Uit het onderzoek op de terechtzitting is gebleken, dat hij als rechthebbende kan worden aangemerkt.
De rechtbank is voorts van oordeel dat de inbeslaggenomen personenauto, merk Volkswagen Golf, kenteken [KENTEKEN] en het inbeslaggenomen navigatiesysteem, merk Mio, dienen te worden teruggegeven aan de rechthebbende.
8. Toegepaste wettelijke voorschriften
De op te leggen maatregel is gegrond op de artikel 36d van het Wetboek van Strafrecht.
9. Beslissing
De rechtbank:
Verklaart niet wettig en overtuigend bewezen, dat [verdachte] het ten laste gelegde heeft begaan en spreekt hem daarvan vrij.
Verklaart onttrokken aan het verkeer: de inbeslaggenomen 21 wikkels met cocaïne.

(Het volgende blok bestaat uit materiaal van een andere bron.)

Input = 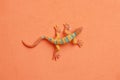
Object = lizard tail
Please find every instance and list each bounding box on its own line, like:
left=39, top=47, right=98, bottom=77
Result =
left=22, top=36, right=45, bottom=48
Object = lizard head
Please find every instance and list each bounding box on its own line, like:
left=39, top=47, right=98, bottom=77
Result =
left=74, top=27, right=83, bottom=35
left=63, top=24, right=71, bottom=31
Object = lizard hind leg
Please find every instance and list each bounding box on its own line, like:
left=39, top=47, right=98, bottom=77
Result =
left=22, top=37, right=45, bottom=48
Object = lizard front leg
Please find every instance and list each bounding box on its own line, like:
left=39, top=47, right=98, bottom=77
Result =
left=52, top=25, right=61, bottom=61
left=54, top=25, right=61, bottom=39
left=63, top=24, right=71, bottom=35
left=52, top=45, right=60, bottom=61
left=72, top=38, right=83, bottom=48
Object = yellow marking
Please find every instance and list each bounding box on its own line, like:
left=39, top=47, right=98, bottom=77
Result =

Gelast de teruggave aan [verdachte] van de inbeslaggenomen telefoontoestellen, merk Nokia en het geldbedrag ad € 520,-
Gelast de teruggave aan de rechthebbende van de inbeslaggenomen personenauto, merk Volkswagen Golf, kenteken [KENTEKEN] en het inbeslaggenomen navigatiesysteem, merk Mio.
Heft op het bevel tot voorlopige hechtenis van [verdachte].
Dit vonnis is gewezen door
mr. A.E. van Montfrans-Wolters, voorzitter,
mr. A.C. Haverkate en mr. E.J.M. Tuijp, rechters,
in tegenwoordigheid van G.A.M. Delis, griffier, en uitgesproken op de openbare terechtzitting van deze rechtbank van 20 maart 2012.